クルマを通すな、排除しろという話ではありません。でも、都市では人間のほうが優先されるべきだという主張です。子どもが安全、安心していられる環境の構築を求めています。自転車が隅に追いやられて、クルマに生命を脅かされたりするのは本来、おかしい状態ではないのかという問題提起です。( ↓ 動画参照)





このコミュニティでは、子どもに優しい都市計画や道路交通法を求めています。構造的に分離されたり、安全で安心して走行できることが必要なのです。連邦政府だけでなく、州レベルでも必要です。子供たちの保護の必要性に焦点を合わせ、ビジョンゼロ、すなわち道路での死者ゼロを目指す必要を訴えています。

単に危険な場所を修復するとか、自転車レーンの幅が60cmか90cmかという話ではありません。子供たちが安心・安全に移動できる街にする、クルマ優先ではなく、本来あるべき、人間優先の思想で都市を構築していくということを求めているのです。道路は市民のもの だと主張しています。( ↓ 動画参照)

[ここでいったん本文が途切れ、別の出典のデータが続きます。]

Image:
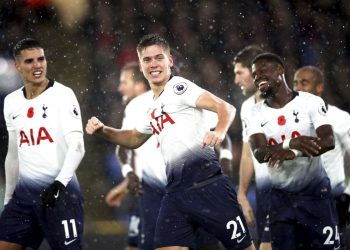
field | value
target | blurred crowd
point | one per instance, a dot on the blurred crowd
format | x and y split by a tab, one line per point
88	41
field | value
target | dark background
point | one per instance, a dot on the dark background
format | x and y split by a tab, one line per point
87	42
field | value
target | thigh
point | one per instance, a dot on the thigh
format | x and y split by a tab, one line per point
19	225
150	204
173	228
215	208
134	226
62	225
283	235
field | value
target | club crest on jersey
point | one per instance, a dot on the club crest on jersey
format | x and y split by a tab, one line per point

前回は、2021年9月に行われ、次回は2022年の5月に予定されています。この“KIDICAL MASS”は、多くの自転車乗りに支持され、開催もドイツや隣国の130以上の街へと広がっています。つまり、多くの人々が、クルマ優先はおかしい、意味がない、有害だと気づき始めているわけです。

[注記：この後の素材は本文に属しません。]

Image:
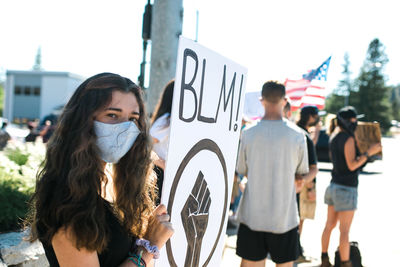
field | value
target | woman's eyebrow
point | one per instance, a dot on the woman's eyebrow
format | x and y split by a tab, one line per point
114	109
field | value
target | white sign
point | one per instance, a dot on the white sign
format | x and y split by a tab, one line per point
205	126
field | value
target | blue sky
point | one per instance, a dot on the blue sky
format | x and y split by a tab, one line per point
273	39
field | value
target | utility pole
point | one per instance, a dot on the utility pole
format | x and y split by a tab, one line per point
146	36
167	17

このような、都市でのクルマ優先をやめようという動きはヨーロッパ各国に広がっています。このブログでもいろいろ取り上げてきました。日本にいると、こうしたムーブメントは全く感じられず、相変わらずクルマ優先が当たり前です。しかし、欧州では変わりつつあります。( ↓ 動画参照)



子どもの視点で見ても、子育ての観点からも、都市はクルマ優先で人間は虐げられています。何のために市民は我慢しているのでしょうか。子供たちは運動技能の発育不全になったり、ストレスに苛まれたり、健全な生育環境を脅かされているのではないでしょうか。

そして、このことに気づいたら、アクションを起こすべきと説いています。子供たちをもっと伸び伸びと、本来あるべき環境で育てられてしかるべきです。これは子供たちの未来のためでもあります。いつの間にか当たり前になっているクルマ優先が、いかに理不尽なことなのか、考えてみる必要がありそうです。




◇ 日々の雑感 ◇

いい陽気になってきました。昨日も自転車で出かけましたが、もう水分補給や紫外線も気にすべき時期ですね。